Recovery is not about putting life on hold while we learn to deal with our disorder.  It’s about building a life that doesn’t leave space for drugs and alcohol.  It’s about developing a healthy lifestyle and a positive self-esteem that makes us feel worthy of fulfilling personal and professional relationships.  It’s about a change in mindset, seeing the obstacles in life as a set of exciting challenges and opportunities for growth, rather than a set of potential pitfalls.  It’s about changing our negative self beliefs into those which support and assist us in life (and recovery) instead of negative thoughts, beliefs and actions ultimately leading to those very same negative self-fulfilling prophecies.  And it’s about self awareness and pursuing a conscious, present-focused existence that ensures we are living to our highest personal values, achieving the aspirations that we set out for ourselves and are intentionally pursuing through well-laid out action plans.

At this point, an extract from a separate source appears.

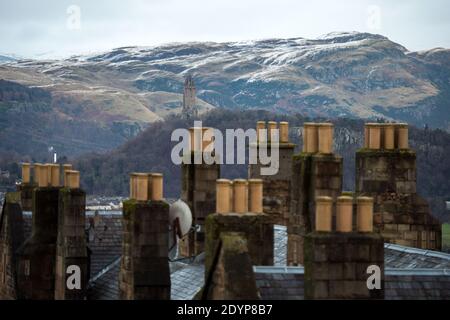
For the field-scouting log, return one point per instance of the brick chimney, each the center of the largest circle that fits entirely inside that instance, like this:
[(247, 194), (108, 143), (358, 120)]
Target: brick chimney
[(277, 188), (386, 171), (231, 276), (72, 265), (256, 226), (38, 257), (11, 238), (26, 187), (338, 263), (144, 269), (316, 172), (198, 191)]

Recovery is not simply about putting down the harmful substances and then pretending that they don’t exist.  Recovery is about wanting and needing more from life, so that we are not restricted in our choices!  It’s about consciously and proactively creating and developing the skills and the resources to go after a life that we believe we are worthy of…not being limited and imprisoned by drugs, a fixed mindset and a set of negative, limiting beliefs.

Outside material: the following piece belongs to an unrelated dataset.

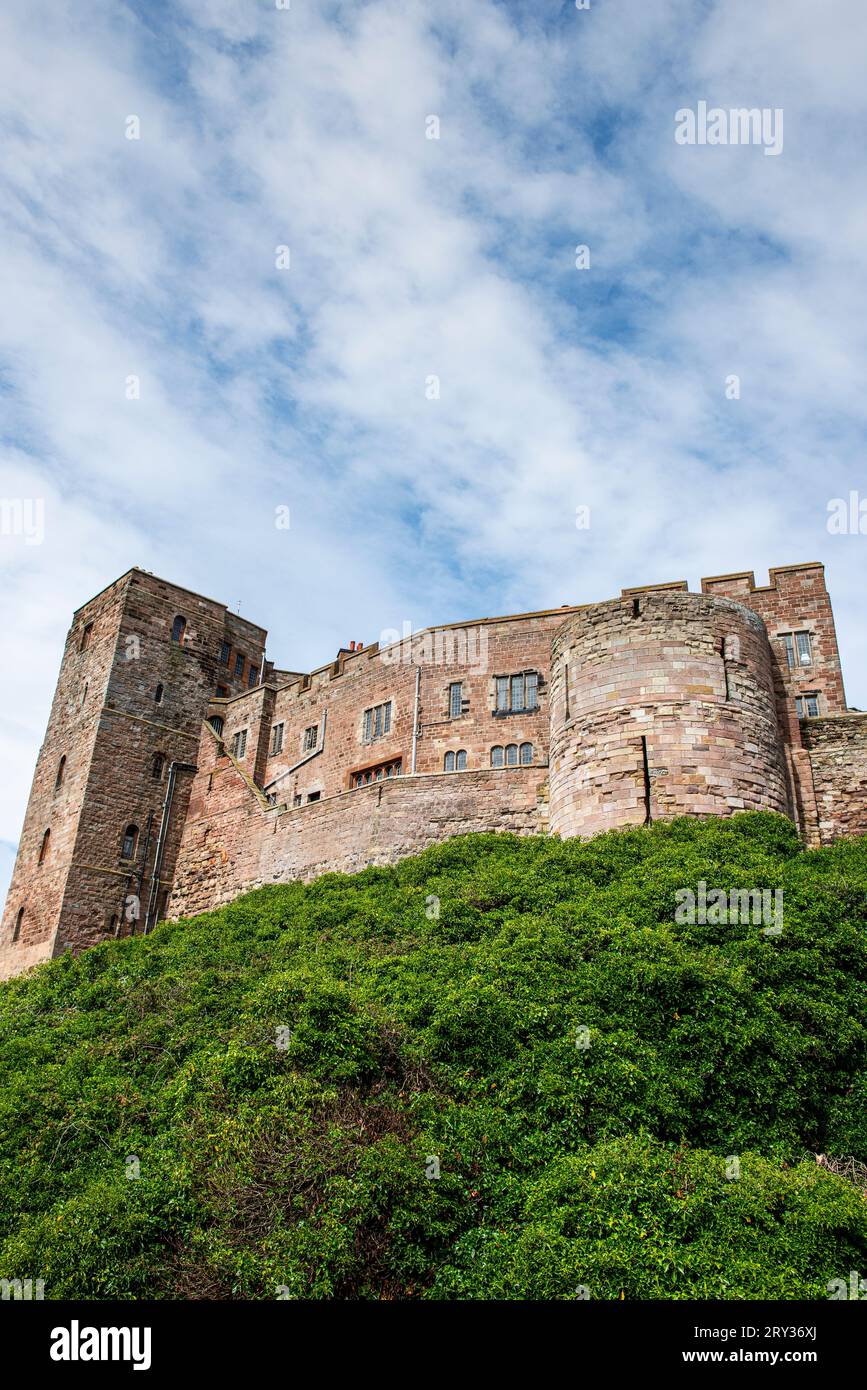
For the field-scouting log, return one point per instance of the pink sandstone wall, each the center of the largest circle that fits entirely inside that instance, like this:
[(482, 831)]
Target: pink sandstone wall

There’s not really my life and my recovery as they are one and the same thing.  When I am taking care of my emotional, mental, social, spiritual and physical wellness, I am taking care of my recovery.  And a lot of my recovery has had nothing to do with staying away from substances and unhealthy behaviour, but rather about creating a life that is about everything I am saying yes to!  Because saying no becomes tedious and wears us down, whereas focusing on what I am moving towards and saying yes to is exciting, motivating and inspiring.  My recovery is not about abstinence as much as it is about growth and purpose, about speaking my personal truth and living courageously.  Recovery doesn’t mean we get everything right all the time, but rather we resource ourselves so that when we are faced with challenges and difficult situations we have a healthy, proactive set of coping tools and techniques to move through these tricky times.

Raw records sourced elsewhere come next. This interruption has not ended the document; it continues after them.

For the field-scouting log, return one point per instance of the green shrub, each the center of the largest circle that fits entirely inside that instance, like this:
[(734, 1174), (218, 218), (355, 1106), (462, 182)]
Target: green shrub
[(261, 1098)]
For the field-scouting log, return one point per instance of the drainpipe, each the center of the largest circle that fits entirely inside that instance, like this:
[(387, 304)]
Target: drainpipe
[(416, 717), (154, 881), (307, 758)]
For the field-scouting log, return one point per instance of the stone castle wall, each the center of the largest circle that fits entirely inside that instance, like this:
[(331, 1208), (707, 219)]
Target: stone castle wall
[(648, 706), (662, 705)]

So here are some of the things that recovery means to me, other than abstinence:

  • Recovery means choice,
  • Recovery means growth,
  • Recovery means knowledge,
  • Recovery means connection,
  • Recovery means presence,
  • Recovery means peace and serenity,
  • Recovery means self-love and -worth,
  • Recovery means adventure and fun,
  • Recovery means time,
  • Recovery means being authentic and courageous.